La ministre responsable des Aînés et des Proches aidants, Marguerite Blais, a brossé le portrait du manque de main-d’œuvre au sein du réseau de la santé. Les chiffres dévoilés parlent d’eux-mêmes : 62 018 postes à combler au cours des cinq prochaines années, dont 33 096 préposés aux bénéficiaires et 23 963 infirmières.

Devant la lourdeur de la tâche à accomplir, le Réseau FADOQ estime que le gouvernement doit faire preuve d’ingéniosité afin de recruter et de former du personnel le plus rapidement possible.

« Les données fournies par la ministre Blais rappellent à quel point les besoins sont criants. C’est le moment de repenser le fonctionnement du réseau de la santé, en améliorant les conditions de travail du personnel soignant. Ces employés méritent d’être traités de façon plus humaine et les patients méritent de recevoir les soins adéquats, eux qui peinent trop souvent à recevoir le minimum décent », déclare le président du Réseau FADOQ, Maurice Dupont.
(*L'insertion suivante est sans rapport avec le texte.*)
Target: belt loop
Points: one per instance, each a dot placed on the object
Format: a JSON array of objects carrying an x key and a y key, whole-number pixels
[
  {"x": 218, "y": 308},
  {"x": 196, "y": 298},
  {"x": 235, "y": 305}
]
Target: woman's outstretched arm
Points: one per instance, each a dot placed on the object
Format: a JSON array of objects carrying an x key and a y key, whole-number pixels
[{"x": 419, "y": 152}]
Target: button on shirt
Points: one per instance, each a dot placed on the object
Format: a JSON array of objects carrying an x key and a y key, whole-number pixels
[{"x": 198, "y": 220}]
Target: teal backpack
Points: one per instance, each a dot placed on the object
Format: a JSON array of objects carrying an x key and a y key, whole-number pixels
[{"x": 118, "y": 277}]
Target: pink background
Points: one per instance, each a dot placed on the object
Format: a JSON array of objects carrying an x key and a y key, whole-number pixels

Au cours de ce processus d’embauche, le Réseau recommande au gouvernement de miser sur la nouvelle formation rémunérée de préposé aux bénéficiaires qui connaît un franc succès depuis sa création.

Le Réseau rappelle aussi qu’un décloisonnement des professions est nécessaire, que des programmes de stages en milieu de travail doivent être élaborés et qu’une campagne de promotion des professions du domaine de la santé est primordiale afin de rendre ces métiers plus attrayants.

Il y a deux semaines, le Réseau avait déclaré dans une entrevue accordée au micro d’Isabelle Maréchal au 98,5 FM  que l’amélioration du recrutement passe par une refonte de l’organisation du travail au sein des CHSLD.